Here's the before caller code:
; BEFORE
; System.Runtime.InteropServices.Marshal:WriteIntPtr(ref,int,long)
; Total bytes of code 50, prolog size 12
55 push rbp
57 push rdi
56 push rsi
4883EC20 sub rsp, 32
488D6C2430 lea rbp, [rsp+30H]
488BF1 mov rsi, rcx
8BFA mov edi, edx
498BC8 mov rcx, r8
E800000000 call System.IntPtr:op_Explicit(long):long
4C8BC0 mov r8, rax
8BD7 mov edx, edi
488BCE mov rcx, rsi
488D0500000000 lea rax, [(reloc)]
488D65F0 lea rsp, [rbp-10H]
5E pop rsi
5F pop rdi
5D pop rbp
48FFE0 rex.jmp rax // tail call WriteInt64
and the after caller code:
; AFTER
; System.Runtime.InteropServices.Marshal:WriteIntPtr(ref,int,long)
; Total bytes of code 22, prolog size 10
55 push rbp
4883EC20 sub rsp, 32
488D6C2420 lea rbp, [rsp+20H]
E800000000 call System.Runtime.InteropServices.Marshal:WriteInt64(ref,int,long)
90 nop
488D6500 lea rsp, [rbp]
5D pop rbp
C3 ret
Somewhat confusingly, the inline has stopped the jit from making a tail call, and the size savings should be even greater than they are. There appears to be some kind of code generation issue within the jit. The IL for the callee is
IL_0000 0f 00 ldarga.s 0x0
IL_0002 7b 8f 02 00 04 ldfld 0x400028F
IL_0007 6e conv.u8
IL_0008 2a ret
and the JIT rejects the tail call because
Rejecting tail call late for call [000008]: Local address taken
so presumably the ldarga.s in the inlinee is causing trouble.
Now let's see if that same inlinee can cause a size increase. Here's a case:
(NOTE this is calling a different overload..., need to get this straghtened out)
Inline System.IntPtr:op_Explicit(long):long [35]
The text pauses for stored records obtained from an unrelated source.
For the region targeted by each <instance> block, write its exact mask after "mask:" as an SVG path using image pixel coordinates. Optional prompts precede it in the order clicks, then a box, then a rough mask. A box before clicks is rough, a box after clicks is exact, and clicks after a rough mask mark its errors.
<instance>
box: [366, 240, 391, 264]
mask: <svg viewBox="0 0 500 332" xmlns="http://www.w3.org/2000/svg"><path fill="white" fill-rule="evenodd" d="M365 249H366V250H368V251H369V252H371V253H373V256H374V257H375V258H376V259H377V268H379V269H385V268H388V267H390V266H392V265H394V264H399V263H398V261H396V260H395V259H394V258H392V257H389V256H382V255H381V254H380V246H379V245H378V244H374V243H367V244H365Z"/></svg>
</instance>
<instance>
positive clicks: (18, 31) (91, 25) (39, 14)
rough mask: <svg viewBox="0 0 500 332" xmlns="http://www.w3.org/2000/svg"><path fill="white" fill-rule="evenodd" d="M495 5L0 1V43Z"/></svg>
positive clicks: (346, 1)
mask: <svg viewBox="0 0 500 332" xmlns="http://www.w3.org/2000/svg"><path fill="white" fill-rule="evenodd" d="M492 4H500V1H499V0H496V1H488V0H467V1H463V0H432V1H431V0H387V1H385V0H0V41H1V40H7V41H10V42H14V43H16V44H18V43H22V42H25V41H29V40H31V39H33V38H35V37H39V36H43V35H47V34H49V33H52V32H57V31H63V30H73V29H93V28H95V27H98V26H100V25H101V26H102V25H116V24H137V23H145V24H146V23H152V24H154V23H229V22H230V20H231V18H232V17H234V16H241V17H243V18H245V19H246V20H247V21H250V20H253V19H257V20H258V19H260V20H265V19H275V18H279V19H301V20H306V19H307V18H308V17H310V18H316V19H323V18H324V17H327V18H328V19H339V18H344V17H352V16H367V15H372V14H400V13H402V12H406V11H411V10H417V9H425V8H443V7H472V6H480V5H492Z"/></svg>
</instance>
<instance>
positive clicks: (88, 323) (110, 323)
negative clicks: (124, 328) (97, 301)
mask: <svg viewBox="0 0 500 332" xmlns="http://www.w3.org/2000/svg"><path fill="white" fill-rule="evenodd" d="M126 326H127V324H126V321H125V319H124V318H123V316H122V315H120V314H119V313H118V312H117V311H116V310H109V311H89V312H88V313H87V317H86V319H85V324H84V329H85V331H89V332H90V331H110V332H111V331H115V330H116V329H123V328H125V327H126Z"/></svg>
into EventData:get_DataPointer():long:this [18] size 35 delta 17
CalleeSize = 35
CallerSize = 18
CallerSize' = 35
SizeImpact = 17
; BEFORE
; EventData:get_DataPointer():long:this
; Total bytes of code 18, prolog size
0F1F440000 nop
488B09 mov rcx, qword ptr [rcx]
488D0500000000 lea rax, [(reloc)]
48FFE0 rex.jmp rax
; AFTER
; EventData:get_DataPointer():long:this
; Total bytes of code 35, prolog size 5
4883EC28 sub rsp, 40
488B11 mov rdx, qword ptr [rcx]
33C9 xor rcx, rcx
48894C2420 mov qword ptr [rsp+20H], rcx
488D4C2420 lea rcx, bword ptr [rsp+20H]
E800000000 call System.IntPtr:.ctor(long):this
488B442420 mov rax, qword ptr [rsp+20H]
4883C428 add rsp, 40
C3 ret
Here the un-inlined case made a tail call. The inlined case was unable to do the same optimization for some reason, though it looks like it should have been able to do so as well.